One-Time Home Sale Exemption Rules Complex
Aside from reduced prices at the movies, one of the major advantages of reaching middle age is the once-in-a-lifetime $125,000 exclusion on the sale of a primary residence, offered to those 55 or older.
To qualify - the savings can be significant - the home must have been the taxpayer’s primary residence for three out of the past five years.
However, this test can be confusing if a taxpayer owns more than one home.
For example: In 1980 John Lawson, a resident of New York, purchased a South Florida home so he could take a break from winter, from mid-December until the end of January.
Each year, as his tolerance for New York winters diminished, he extended his Florida visits; he now comes down in early November and stays at his condominium until mid-May.
And he has decided to move permanently to Florida, to take advantage of the 55-and-over tax break. He wants to sell his greatly appreciated New York home. Unfortunately, even though he pays New York state income tax and qualifies in every way as a New York resident, the IRS will say that the Florida condo is his primary residence.

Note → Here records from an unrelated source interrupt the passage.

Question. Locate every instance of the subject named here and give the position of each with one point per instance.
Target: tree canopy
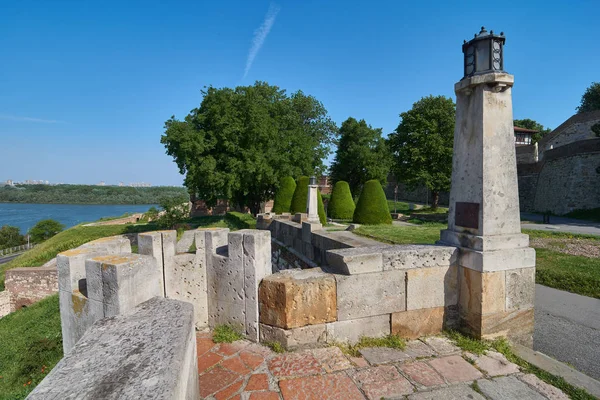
(44, 230)
(422, 145)
(240, 142)
(590, 100)
(532, 124)
(362, 155)
(10, 236)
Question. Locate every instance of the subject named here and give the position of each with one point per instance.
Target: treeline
(87, 194)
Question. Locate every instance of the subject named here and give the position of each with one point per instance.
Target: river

To qualify as a primary residence, the home must be occupied by the taxpayer for more than half the year.
Typically, a snowbird’s northern home has been owned for many years and has greatly appreciated in value. When this home is eventually sold, the taxpayer will realize a substantial gain.
But how will the IRS know how many days you live in Florida?
The answer is simple: The IRS does not have to prove how many days you lived in Florida. You have to prove that you lived in your northern home for most of the year, and you have to prove it was your primary residence for three out of the five years prior to the sale.
Thus the real question becomes: “How can you, the taxpayer, prove how many days you lived in the northern home, compared to in the Florida vacation home?”
Saving monthly itemized bills from the telephone company and gasoline charge card statements will help prove where you were on a given day.
Otherwise, it might be necessary to obtain affidavits from neighbors.
Let’s say that Lawson sits down, analyzes his back-and-forth living arrangements for the past five years and comes to the unpleasant conclusion that his greatly appreciated New York home does not qualify as his primary residence.
In 1996, 1995 and 1992, he lived in Florida for the greater part of the year. However, in 1994 and 1993, he was in New York for more than six months each year. If he sells now, he will not qualify for the $125,000 exclusion. But, if he changes his 1997 vacation plans, stays in the New York home for the greater part of the year and documents the precise number of days, the home will again qualify as his primary residence because it now meets the three-out-of-the-last-five-years test.